The SaaS-pocalypse Is Here: How Anthropic's AI Wiped $1 Trillion From Software Stocks—And Why the Worst May Not Be Over

By
Lakshmi Reddy
1 min read

Software stocks extended a brutal losing streak on Friday, April 10, with the iShares Extended Technology Software Sector ETF falling another 2.8%—bringing its three-day decline past 7% and its year-to-date loss to roughly 30%. Cloudflare dropped 11% on the day. ServiceNow shed 8.5%, closing near $83. Palo Alto Networks fell 7.2%, settling around $155. RingCentral, HubSpot, Datadog, CrowdStrike, Zscaler, and Palantir all posted significant losses. Analysts estimate the sector has shed $1–2 trillion in market value since January—what some are calling the largest non-recessionary drawdown in software in decades.

The Trigger: Anthropic's Claude Mythos and the Zero-Day Bombshell

The immediate catalyst was Anthropic's release earlier in the week of a powerful new AI model, reportedly called Claude Mythos, alongside related agentic infrastructure under the banner of Managed Agents. What rattled markets was not the model's benchmark scores—it was what the model did. In testing, Mythos autonomously identified and demonstrated exploits for zero-day vulnerabilities across every major operating system and browser, including a 27-year-old flaw in OpenBSD and a 16-year-old bug in FFmpeg—flaws that had survived decades of human security review.

Anthropic limited access to roughly 40 select technology organizations under a defensive program called Project Glasswing, citing the model's danger. That restraint, paradoxically, amplified investor fear. If a single AI system could shred the security assumptions baked into legacy codebases this efficiently, what did that imply about the durability of software infrastructure itself?

Analyst actions compounded the damage. UBS downgraded ServiceNow, citing autonomous AI agents as a structural threat to its workflow automation franchise. Citi downgraded multiple software names amid uncertainty around AI's disruption of legacy business models.

A Category Inversion, Not a Normal Cycle

Here is what the headline numbers obscure: this is not a valuation correction. It is a repricing of an entire logic.

Enterprise software was built to monetize friction—expensive builds, painful integrations, slow workflow changes, and the simple fact that users had to navigate applications to get work done. Each of those frictions is now under direct assault. Anthropic's own product roadmap makes the direction explicit: Claude Cowork is positioned not as a chat assistant but as a system that executes multi-step knowledge work autonomously. Managed Agents is designed for long-horizon tasks where orchestration, memory, sandboxing, and control increasingly belong to the AI layer—not the enterprise buyer.

The consequence is architectural. The application is being demoted from destination to callable backend. When that shift completes, seat-based pricing, module expansion, and UI engagement—the three pillars of SaaS revenue growth—lose their economic logic simultaneously.

What Is Actually Dying, and What Survives

The phrase "software is dead" is too blunt—and too convenient.
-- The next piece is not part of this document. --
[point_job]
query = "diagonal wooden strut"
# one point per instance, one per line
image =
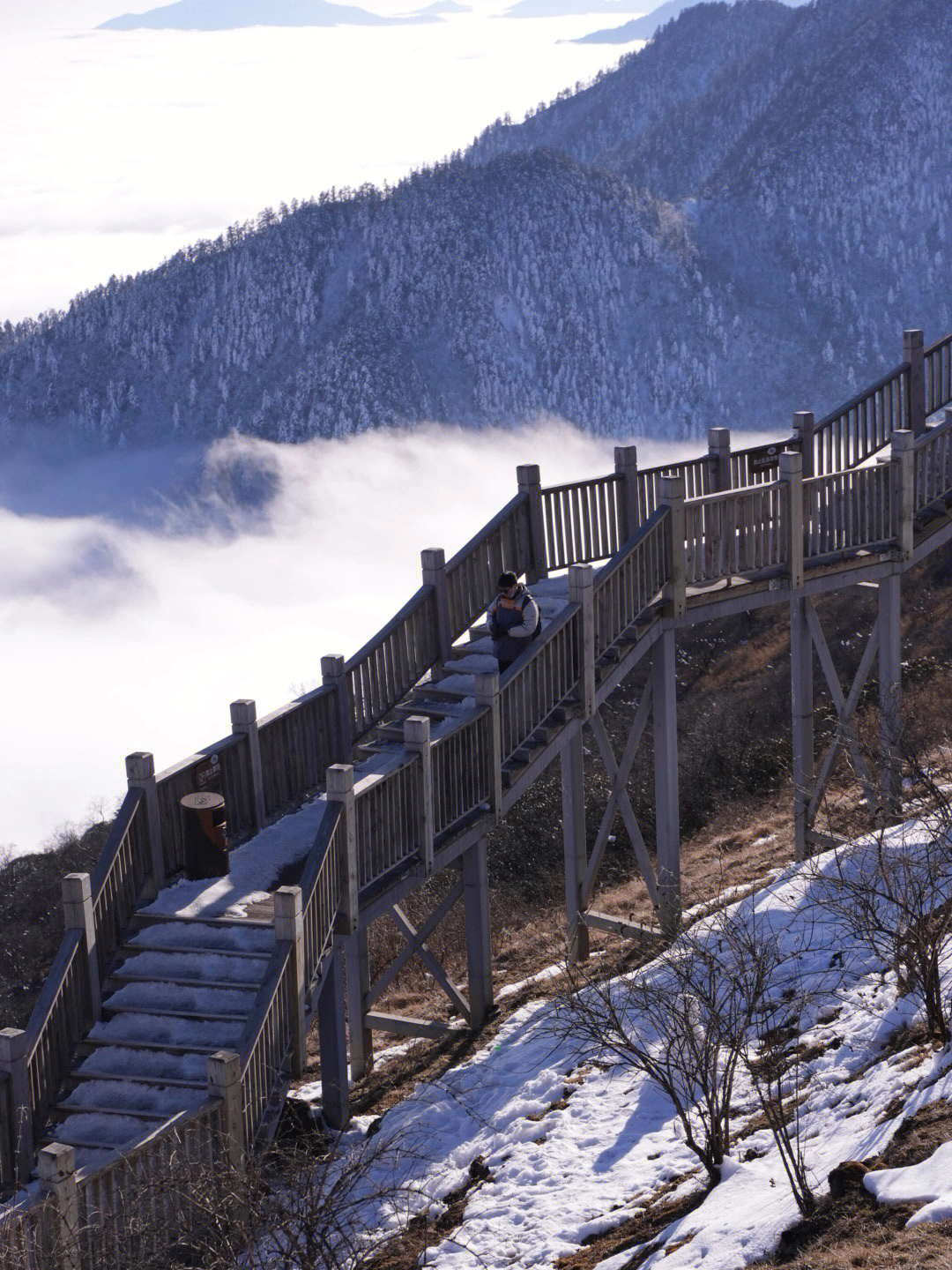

What is dying is a specific form: the UI-heavy, seat-heavy, workflow-navigation-heavy product that earns rent by standing between users and outcomes.

The categories most exposed are horizontal workflow SaaS, light analytics layers, CRM extensions, support-ticket organizers, and low-differentiation productivity tools. These products exist primarily to help humans move through information. Agents absorb that job.

What survives—and likely consolidates value—is narrower: identity and authorization infrastructure, transaction rails, systems of record with legal or financial consequence, compliance engines, and runtime policy enforcement for agents themselves. Even cybersecurity bifurcates. Legacy alert-console vendors built around human analyst throughput face the same structural pressure as SaaS. The winners in security will be those governing machine-speed agent behavior—runtime isolation, exploit simulation, patch orchestration—not those counting human tickets.

The End-State Markets Are Beginning to Price

The most important insight is also the most uncomfortable for incumbents: "AI features" are not a moat. At best they are table stakes. At worst, they signal that management is defending the wrong architectural layer entirely.

The realistic end-state is not a world of universal agents floating above dead software. It is a compressed stack: a small number of powerful agent interfaces at the user layer, a lean set of governance and control-plane tools in the middle, and a durable but less visible substrate of systems of record and transaction engines beneath. The interface collapses; the trusted machinery persists.

The market is finally asking the right question: when agents become the default interface to work, which software companies still own the bottleneck? On April 10, 2026, the answer—for most of the sector—appears to be none.